Even in high end engines like UE4, they rarely use more than a dozen (for the main rendering I mean, postprocess effects may need their own like chromatic aberrations, dirt lensflare etc), and not all at the same time in the multi-render target process.
If you are doing 2D only, it is likely you won’t need as much as this.

You may also be able to render far more entities with instancing, if not already done.

Thanks for the replies.

@AcideFaucent
This wouldn’t be used for particle effects and the max texture size would be 1024px and that would be rare.
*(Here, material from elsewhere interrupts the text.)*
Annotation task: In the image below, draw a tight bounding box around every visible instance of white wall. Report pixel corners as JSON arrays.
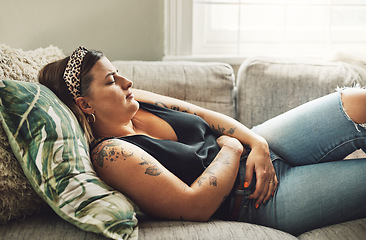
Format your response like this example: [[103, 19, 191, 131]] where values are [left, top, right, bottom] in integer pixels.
[[0, 0, 164, 60]]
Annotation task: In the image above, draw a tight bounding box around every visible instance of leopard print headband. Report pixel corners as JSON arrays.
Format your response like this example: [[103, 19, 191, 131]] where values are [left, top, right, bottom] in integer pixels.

I’ll have to monitor the fill-rate. Thanks for the heads up.

@Alkher
Zero to many really, I can’t control what the player might do. The game is 2D. I’m using RenderTargets as intended (for main rendering purposes) but started to experiment with them as a way to generate a run-time texture that could stored. It is nice to just draw other textures to a canvas and store that canvas versus the GetData/SetData approach (and then coloring them, agh).

Hmm, maybe I should just go back to the GetData/SetData. It is only called once, when a player is doing customizing.

For layers, there is a depth or layer (I cannot verify this, not on my computer at the moment) parameter with spritebatch.draw, with valid values in [0, 1] i think. You would just have to normalize the layer height/place in the list to get this value and draw on top or under for almost free.
Or maybe i did not understand at all your problem

Thanks, I’m already doing layers on the draw too using FrontToBack. Sorry. Maybe I’m asking it wrong. I just wanted to know about any limitations of rendertargets. Like is it best practice to keep them limited in usage. Has other developers had problems with xbox or playstation with X amount of rendertargets.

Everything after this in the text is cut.